Computing inbreeding coefficients accounting for unknown parents using pedigree-based metafounders

Abstract Missing pedigrees result in underestimated numerator relationship and inbreeding coefficients in a closed population. Recursive algorithms have been proposed to derive nonzero inbreeding coefficients accounting for unknown parents but can be computationally ineffective with a deep pedigree. In this report, we proposed a pedigree-based metafounder (MF) approach to calculate nonzero inbreeding. Unknown parents were assigned to MF based on the birth year of their offspring. The MF were assumed to have self-relationships equaling twice the average inbreeding coefficients of the animals with both parents known and born in the same year.

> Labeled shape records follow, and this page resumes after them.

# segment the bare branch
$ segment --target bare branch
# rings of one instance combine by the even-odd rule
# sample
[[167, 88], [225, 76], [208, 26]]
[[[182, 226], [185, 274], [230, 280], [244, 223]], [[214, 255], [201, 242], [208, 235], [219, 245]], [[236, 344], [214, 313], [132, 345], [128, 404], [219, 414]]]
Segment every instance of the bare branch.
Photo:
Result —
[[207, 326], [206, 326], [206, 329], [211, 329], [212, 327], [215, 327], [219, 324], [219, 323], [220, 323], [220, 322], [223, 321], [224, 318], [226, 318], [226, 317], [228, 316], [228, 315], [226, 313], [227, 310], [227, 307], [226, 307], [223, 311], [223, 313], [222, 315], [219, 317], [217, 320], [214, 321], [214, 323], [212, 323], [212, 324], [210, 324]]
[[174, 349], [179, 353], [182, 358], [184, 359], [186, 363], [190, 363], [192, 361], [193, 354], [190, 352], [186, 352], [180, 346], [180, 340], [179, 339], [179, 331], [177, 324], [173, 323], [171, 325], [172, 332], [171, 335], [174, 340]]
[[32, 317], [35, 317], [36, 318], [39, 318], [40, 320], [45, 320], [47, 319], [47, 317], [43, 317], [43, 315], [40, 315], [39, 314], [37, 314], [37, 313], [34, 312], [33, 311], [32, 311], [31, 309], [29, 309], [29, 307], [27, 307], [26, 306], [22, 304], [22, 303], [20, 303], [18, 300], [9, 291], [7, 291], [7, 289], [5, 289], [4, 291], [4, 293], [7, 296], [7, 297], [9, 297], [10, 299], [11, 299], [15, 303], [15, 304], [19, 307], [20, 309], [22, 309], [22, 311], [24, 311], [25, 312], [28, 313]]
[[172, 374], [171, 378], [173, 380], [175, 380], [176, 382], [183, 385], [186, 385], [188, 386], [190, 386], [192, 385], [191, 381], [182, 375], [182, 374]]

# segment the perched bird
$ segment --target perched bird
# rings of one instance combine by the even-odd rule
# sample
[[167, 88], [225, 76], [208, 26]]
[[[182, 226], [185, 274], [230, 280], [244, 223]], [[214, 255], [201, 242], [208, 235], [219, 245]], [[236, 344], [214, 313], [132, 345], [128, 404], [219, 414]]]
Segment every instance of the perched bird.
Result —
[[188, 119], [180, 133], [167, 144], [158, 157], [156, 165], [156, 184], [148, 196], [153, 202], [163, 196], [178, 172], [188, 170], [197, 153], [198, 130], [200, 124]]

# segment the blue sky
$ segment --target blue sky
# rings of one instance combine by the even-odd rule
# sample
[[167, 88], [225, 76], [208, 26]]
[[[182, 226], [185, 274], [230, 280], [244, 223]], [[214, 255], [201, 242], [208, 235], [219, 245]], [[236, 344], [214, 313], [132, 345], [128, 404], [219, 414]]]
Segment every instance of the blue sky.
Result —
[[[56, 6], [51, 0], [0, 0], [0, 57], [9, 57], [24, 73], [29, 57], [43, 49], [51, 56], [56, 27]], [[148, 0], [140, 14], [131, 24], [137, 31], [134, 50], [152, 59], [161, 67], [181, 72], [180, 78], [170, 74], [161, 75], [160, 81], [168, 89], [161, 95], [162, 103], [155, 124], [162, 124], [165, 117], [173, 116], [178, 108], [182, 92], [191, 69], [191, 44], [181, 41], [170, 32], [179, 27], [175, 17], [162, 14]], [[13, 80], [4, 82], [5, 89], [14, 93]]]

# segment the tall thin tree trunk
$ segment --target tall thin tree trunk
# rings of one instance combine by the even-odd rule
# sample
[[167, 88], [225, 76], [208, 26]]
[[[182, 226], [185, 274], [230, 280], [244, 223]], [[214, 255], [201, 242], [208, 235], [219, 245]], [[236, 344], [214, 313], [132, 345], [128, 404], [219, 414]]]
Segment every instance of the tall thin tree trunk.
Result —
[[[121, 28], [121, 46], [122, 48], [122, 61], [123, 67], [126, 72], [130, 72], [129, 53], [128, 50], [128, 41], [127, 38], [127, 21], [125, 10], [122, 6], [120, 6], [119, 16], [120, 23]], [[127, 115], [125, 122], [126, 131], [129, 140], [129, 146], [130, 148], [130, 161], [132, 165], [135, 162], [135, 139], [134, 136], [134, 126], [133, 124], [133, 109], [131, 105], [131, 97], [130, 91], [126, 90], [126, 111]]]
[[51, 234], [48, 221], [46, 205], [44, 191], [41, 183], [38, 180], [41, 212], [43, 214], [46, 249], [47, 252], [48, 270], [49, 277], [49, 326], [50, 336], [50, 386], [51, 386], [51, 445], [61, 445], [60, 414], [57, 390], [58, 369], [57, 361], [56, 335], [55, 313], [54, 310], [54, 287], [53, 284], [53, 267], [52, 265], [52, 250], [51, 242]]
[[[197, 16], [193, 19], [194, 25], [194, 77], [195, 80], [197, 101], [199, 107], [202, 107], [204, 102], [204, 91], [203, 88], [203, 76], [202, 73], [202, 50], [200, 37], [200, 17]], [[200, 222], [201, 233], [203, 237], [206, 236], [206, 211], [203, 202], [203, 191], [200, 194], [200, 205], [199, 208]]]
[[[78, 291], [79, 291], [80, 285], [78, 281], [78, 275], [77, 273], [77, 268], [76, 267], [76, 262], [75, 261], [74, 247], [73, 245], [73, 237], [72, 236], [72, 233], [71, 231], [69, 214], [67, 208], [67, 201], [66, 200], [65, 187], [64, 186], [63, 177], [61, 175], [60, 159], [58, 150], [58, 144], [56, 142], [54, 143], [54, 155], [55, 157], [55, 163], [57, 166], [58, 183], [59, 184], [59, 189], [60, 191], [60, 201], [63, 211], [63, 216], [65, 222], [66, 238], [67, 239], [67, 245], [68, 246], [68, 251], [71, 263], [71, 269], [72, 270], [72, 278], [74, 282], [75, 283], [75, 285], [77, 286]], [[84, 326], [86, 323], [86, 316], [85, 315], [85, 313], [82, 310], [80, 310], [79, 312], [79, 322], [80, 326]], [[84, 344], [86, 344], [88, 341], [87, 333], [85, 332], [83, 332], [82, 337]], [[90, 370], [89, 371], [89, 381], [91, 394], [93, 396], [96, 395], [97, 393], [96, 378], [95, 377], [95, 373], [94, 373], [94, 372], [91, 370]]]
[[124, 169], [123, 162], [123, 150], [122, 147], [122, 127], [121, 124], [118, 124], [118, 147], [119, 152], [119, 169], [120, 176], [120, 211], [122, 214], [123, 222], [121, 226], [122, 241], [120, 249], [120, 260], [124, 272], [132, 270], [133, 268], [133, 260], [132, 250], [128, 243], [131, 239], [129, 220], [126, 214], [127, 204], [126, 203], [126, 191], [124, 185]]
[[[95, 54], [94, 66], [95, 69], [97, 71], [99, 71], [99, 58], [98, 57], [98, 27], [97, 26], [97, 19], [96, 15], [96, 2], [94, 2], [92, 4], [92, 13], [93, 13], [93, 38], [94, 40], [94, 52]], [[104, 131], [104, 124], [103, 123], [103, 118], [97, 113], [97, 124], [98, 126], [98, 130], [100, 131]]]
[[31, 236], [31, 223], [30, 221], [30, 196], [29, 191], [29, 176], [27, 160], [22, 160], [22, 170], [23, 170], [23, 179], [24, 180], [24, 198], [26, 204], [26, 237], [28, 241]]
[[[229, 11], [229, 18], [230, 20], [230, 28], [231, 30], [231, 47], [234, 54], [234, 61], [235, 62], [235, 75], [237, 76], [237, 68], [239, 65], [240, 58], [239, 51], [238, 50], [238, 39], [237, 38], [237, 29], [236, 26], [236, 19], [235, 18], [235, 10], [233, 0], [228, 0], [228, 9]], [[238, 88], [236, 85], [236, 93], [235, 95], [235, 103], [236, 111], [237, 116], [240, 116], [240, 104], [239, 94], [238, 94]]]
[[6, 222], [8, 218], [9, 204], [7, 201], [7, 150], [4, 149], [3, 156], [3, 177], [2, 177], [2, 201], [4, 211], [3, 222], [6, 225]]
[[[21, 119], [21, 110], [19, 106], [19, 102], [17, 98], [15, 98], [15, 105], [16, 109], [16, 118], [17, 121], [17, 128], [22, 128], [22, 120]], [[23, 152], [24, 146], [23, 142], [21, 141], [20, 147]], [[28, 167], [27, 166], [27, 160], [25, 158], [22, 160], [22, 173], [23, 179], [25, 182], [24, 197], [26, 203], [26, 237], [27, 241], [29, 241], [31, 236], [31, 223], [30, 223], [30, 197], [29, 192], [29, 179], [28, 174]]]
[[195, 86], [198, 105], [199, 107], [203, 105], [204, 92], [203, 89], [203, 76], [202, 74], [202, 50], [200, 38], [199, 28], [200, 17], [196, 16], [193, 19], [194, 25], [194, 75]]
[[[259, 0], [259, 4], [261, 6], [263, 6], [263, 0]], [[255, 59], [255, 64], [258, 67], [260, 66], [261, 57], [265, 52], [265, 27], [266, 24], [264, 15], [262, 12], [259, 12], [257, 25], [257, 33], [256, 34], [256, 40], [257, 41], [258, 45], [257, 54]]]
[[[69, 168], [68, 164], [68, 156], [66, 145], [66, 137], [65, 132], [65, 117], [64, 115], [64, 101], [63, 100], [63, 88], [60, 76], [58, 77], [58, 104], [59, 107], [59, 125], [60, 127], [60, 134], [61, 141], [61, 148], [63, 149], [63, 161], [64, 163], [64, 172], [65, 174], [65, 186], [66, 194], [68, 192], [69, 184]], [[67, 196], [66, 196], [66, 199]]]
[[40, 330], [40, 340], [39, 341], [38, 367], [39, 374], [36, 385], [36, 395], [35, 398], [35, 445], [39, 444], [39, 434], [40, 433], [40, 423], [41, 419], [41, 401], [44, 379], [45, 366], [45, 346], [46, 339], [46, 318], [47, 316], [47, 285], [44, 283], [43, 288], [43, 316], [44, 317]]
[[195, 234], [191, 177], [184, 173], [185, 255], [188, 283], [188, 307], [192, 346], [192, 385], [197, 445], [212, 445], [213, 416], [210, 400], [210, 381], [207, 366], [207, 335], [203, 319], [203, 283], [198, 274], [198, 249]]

The relationships between 2 MF were set as a function (i.e., minimum, harmonic mean, or maximum) of their self-relationships. Inbreeding coefficients were then computed using a previously established algorithm modified to account for MF, and the relationship matrix of MF was constructed iteratively until convergence. The algorithm was tested and compared with a recursive algorithm using a pedigree of 8.6 million Japanese Holsteins (average longest ancestral path=11) and a simulated pedigree with 11,550,500 animals across 40 generations. For the Holstein pedigree, one iteration took ~300 s with the recursive algorithm and 70 s with the proposed algorithm. If the relationships between MF were assumed to equal the maximum of their self-relationships, both algorithms converged to the same results. Simulation results further confirmed that the maximum assumption yielded the best correlation between the estimated and true inbreeding. The discussion highlights how different assumptions regarding the relationships between MF affect the resulting numerator relationship and inbreeding coefficients. With the MF approach, the subsets of the numerator relationship matrix accounting for unknown parents can also be derived quickly.